The robot is positioned on a table and demonstrates different exercises, which the residents then try to mimic. A human instructor is present too, and provides individual instruction to anyone needing extra attention.

The chief executive of the nursing home, Tinie Kardol, happens to also be a professor of gerontology at the Free University Brussels. One of his students tipped him off to Zora the robot. Kardol saw an opportunity to improve his own operation and introduced it a year ago.

By then the Belgian makers of Zora had been tinkering on the robot for three years. The QBMT software developers first bought a Nao robot from Aldebaran, a French company, imagining they’d configure it to work as a hotel clerk. Instead they have found a market in health care. First a Belgian hospital inquired about using a robot to demonstrate exercises to children rehabilitating from surgeries.

A Vughterstede resident holds Zora the
robot. Chief executive Tinie Kardol says
he’s been surprised at how his residents
have embraced Zora. (Regy van den
Brand)
Kardol says now over 6,000 elderly people are in direct contact with a humanoid robot in Belgium, France and the Netherlands. One program lets Belgian children at school chat with the elderly by typing on computers in their classrooms. The robot, located in nursing homes miles away, speaks the text. Its eyes light up green as a cue that it’s the senior citizens’ turn to talk.

The Zora robot is also being used in hospitals and one psychiatric institution.

“A lot of elderly people are actually feeling alone. Solitude is something which is horrible for the moment for a lot of elderly people,” said Fabrice Goffin, one of Zora’s creators. “People don’t have all the time to visit their families and they can find some kind of relationship with the robot and that is a nice thing to do.” 

At Kardol’s nursing home, the robot spends most of its time in a common area. It reads out weather forecasts and news articles. It’s programmed so that a staff member can type instructions for what to say on a computer.
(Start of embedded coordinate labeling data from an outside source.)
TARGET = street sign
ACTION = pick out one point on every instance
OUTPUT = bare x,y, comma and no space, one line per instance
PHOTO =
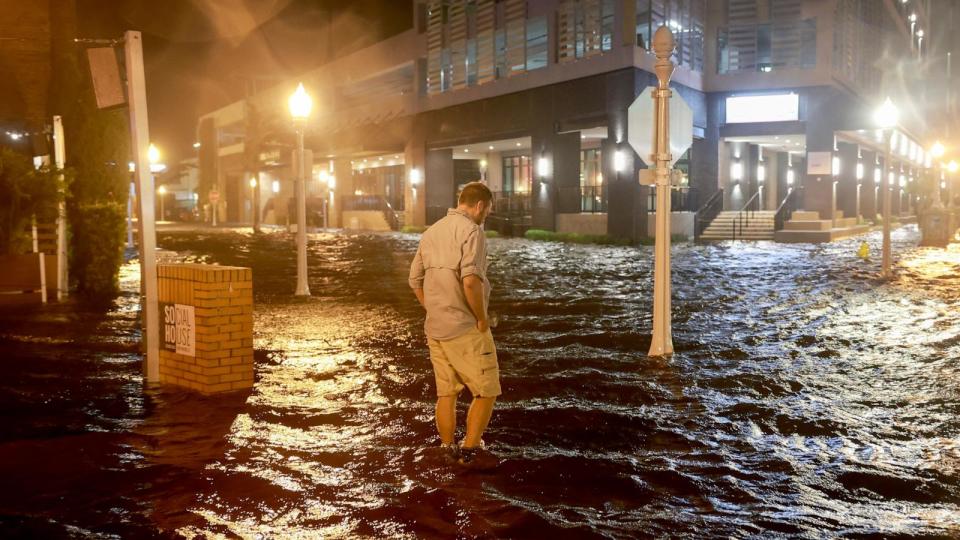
179,328
641,120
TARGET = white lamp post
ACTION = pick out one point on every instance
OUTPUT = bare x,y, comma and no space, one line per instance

In some cases, the robot has been able to accomplish what humans can’t. Kardol told me of one resident who hadn’t spoken in four months. One day late last year she was sitting in the common area next to her son. The staff used the robot to address her by name and ask how she was doing.

“I’m well,” she blurted out, surprising everyone in attendance. They then carried on a brief conversation. Interactions like that have motivated Kardol as a researcher to investigate why the robot can trigger positive reactions from those who struggle to communicate.

To others, the appearance of robots in nursing homes might be a sad commentary on how we treat the elderly. Will we all one day let our loved ones be entertained by machines, while we go about our busy lives? And will robots ever replace the humans in nursing homes, once they can do the job at a lower price?

Kardol is adamant that Zora isn’t replacing the role of human contact, or humans’ jobs at his retirement home. But as robots inevitably become more capable, and more retirement homes consider using them, it remains to be seen exactly what role robots will play.